# Plot Probability Distribution Functions

## Plot the main probability functions with matplotlib and seaborn libraries, with parameters interaction

### The probability functions are:

1 - Normal

2 - Gamma

3 - Exponential

4 - Uniform

5 - Logistic

6 - Poisson

7 - Chi2

8 - Student t

9 - Binomial

10 - Weibull

### Import libraries

In [12]:
from ipywidgets import interact
import matplotlib.pyplot as plt
import numpy as np
import seaborn as sns

%matplotlib notebook

sns.set_style('whitegrid')

# Matplotlib + Seaborn

## 1 - Normal Distribution

In probability theory, a <b>normal</b> (or <b>Gaussian</b> or Gauss or Laplace–Gauss) distribution is a type of <i>continuous probability distribution</i> for a real-valued <i>random variable</i>.
The probability density function of the normal distribution, first derived by De Moivre and 200 years later by both Gauss and Laplace independently, is often called the <b>bell curve</b> because of its characteristic shape (see KDE below). Ahead the PDF (probability distribution function) and CDF (cumulative distribution function) as functios of the mean ($\mu$) and variance ($\sigma^2$):

$$\begin{align} PDF = \frac{1}{\sigma\sqrt{2\pi}}e^{\frac{1}{2}(\frac{x-\mu}{\sigma})^2} \end{align}$$

$$ CDF = \frac{1}{2}[1+erf(\frac{x-\mu}{\sigma\sqrt{2}})] $$

The normal distributions <i>occurs often in nature</i>. For example, it describes the commonly occurring distribution of samples influenced by a large number of tiny, random disturbances, each with its own unique distribution, being important in <i>statistics, often used in the natural and social sciences</i> to <b>represent real-valued random variables</b> whose <b>distributions are not known</b>.

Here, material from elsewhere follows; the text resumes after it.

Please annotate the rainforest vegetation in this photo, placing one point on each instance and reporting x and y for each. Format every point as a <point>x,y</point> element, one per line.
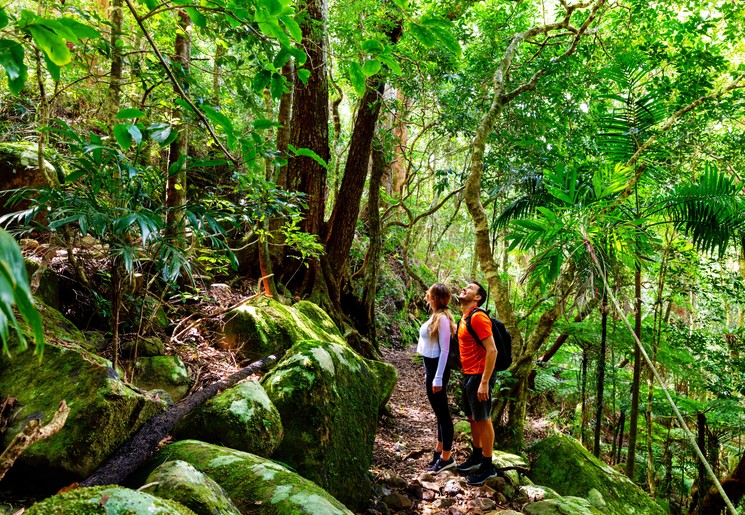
<point>583,159</point>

[1] https://en.wikipedia.org/wiki/Normal_distribution

[2] https://numpy.org/doc/1.18/reference/random/generated/numpy.random.Generator.normal.html#numpy.random.Generator.normal

In [13]:
def normal_dist(loc, sigma, size):
    x = np.random.normal(loc, sigma, size)
    
    fig, (ax1, ax2) = plt.subplots(1, 2, figsize=(10,6))
    
    ax1.hist(x, bins=20, color='blue', alpha=.5)
    ax1.set_ylabel('Sample Values')
    ax1.set_title('Normal Distribution')
    
    sns.distplot(x, ax=ax2, bins=20, color='blue')
    ax2.set_ylabel('Probability')
    ax2.set_title('Normal Distribution + KDE')
    
    plt.draw()
    
interact(normal_dist, loc=(-2,2,1), sigma=(0,5,0.05), size=(10,500,10))

interactive(children=(IntSlider(value=0, description='loc', max=2, min=-2), FloatSlider(value=2.0, description…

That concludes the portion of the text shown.